C’est pour mes enfants que j’écris l’histoire de ma vie ; leur mère l’a voulu. Si quelque autre y jette les yeux, qu’il me pardonne les détails minutieux pour lui, mais que je crois intéressants pour eux. Mes enfants ont besoin de recueillir les leçons que le temps, l’occasion, l’exemple, les situations diverses par où j’ai passé, m’ont données. Je veux qu’ils apprennent de moi à ne jamais désespérer d’eux-mêmes, mais à s’en défier toujours ; à craindre les écueils de la bonne fortune, et à passer avec courage les détroits de l’adversité.

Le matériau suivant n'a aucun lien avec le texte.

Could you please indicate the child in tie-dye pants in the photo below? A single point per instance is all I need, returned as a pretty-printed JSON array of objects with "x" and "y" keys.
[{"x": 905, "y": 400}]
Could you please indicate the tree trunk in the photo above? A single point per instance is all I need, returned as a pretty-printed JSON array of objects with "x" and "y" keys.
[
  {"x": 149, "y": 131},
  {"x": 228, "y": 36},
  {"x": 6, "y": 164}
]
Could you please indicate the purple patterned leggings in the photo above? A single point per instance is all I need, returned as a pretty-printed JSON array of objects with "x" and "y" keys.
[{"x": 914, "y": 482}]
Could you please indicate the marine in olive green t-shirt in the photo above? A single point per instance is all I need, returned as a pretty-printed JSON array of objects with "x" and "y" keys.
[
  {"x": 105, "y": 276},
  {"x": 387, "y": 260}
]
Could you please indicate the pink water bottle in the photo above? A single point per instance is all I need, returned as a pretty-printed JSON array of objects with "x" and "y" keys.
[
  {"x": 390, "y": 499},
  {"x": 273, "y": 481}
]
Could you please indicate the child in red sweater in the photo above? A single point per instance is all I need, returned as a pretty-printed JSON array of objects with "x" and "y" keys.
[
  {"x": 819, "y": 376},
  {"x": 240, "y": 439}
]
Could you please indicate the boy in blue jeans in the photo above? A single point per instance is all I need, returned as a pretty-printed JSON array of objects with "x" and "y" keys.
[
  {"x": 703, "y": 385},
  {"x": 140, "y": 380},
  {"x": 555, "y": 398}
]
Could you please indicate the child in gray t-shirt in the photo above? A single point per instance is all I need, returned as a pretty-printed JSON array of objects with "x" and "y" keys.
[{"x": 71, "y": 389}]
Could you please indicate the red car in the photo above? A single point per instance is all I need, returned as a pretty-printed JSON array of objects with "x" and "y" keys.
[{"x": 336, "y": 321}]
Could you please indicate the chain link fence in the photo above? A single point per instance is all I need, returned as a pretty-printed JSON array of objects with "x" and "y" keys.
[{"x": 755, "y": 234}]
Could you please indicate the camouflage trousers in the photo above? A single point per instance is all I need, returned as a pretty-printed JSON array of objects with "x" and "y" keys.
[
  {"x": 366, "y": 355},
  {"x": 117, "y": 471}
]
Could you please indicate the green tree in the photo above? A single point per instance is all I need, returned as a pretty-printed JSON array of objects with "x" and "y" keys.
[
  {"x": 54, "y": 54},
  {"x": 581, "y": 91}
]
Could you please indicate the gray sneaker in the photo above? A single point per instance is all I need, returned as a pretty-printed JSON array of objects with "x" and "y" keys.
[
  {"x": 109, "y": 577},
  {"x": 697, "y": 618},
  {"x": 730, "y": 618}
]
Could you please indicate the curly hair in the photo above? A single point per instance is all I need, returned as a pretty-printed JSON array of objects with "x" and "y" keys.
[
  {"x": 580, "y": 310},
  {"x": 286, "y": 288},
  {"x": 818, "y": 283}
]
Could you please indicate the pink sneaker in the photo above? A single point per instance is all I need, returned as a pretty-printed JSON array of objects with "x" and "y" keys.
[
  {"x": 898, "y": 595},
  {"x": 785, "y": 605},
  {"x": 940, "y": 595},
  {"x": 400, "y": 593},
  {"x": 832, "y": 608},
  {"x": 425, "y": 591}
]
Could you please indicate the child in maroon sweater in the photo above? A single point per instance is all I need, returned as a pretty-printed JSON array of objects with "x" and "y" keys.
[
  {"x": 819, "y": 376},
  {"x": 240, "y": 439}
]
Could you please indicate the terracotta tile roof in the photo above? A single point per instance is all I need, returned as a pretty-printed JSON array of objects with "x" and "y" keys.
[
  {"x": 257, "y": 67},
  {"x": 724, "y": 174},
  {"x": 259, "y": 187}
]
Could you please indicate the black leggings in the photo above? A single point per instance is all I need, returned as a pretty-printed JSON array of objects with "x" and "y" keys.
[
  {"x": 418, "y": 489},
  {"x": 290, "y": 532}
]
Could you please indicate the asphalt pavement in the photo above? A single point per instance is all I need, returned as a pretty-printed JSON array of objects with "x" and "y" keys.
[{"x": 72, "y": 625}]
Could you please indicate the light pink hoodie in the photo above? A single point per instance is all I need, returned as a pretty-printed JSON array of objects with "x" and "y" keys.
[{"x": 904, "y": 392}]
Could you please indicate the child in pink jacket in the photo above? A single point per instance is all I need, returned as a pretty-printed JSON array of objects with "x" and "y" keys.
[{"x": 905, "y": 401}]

J’ai eu sur eux l’avantage de naître dans un lieu où l’inégalité de condition et de fortune ne se faisait presque pas sentir. Un peu de bien, quelque industrie, ou un petit commerce, formaient l’état de presque tous les habitants de Bort, petite ville de Limousin, où j’ai reçu le jour. La médiocrité y tenait lieu de richesse ; chacun y était libre et utilement occupé. Ainsi la fierté, la franchise, la noblesse du naturel n’y étaient altérées par aucune sorte d’humiliation, et nulle part le sot orgueil n’était plus mal reçu ni plus tôt corrigé. Je puis donc dire que durant mon enfance, quoique né dans l’obscurité, je n’ai connu que mes égaux : de là peut-être un peu de roideur que j’ai eue dans le caractère, et que la raison même et l’âge n’ont jamais assez amollie.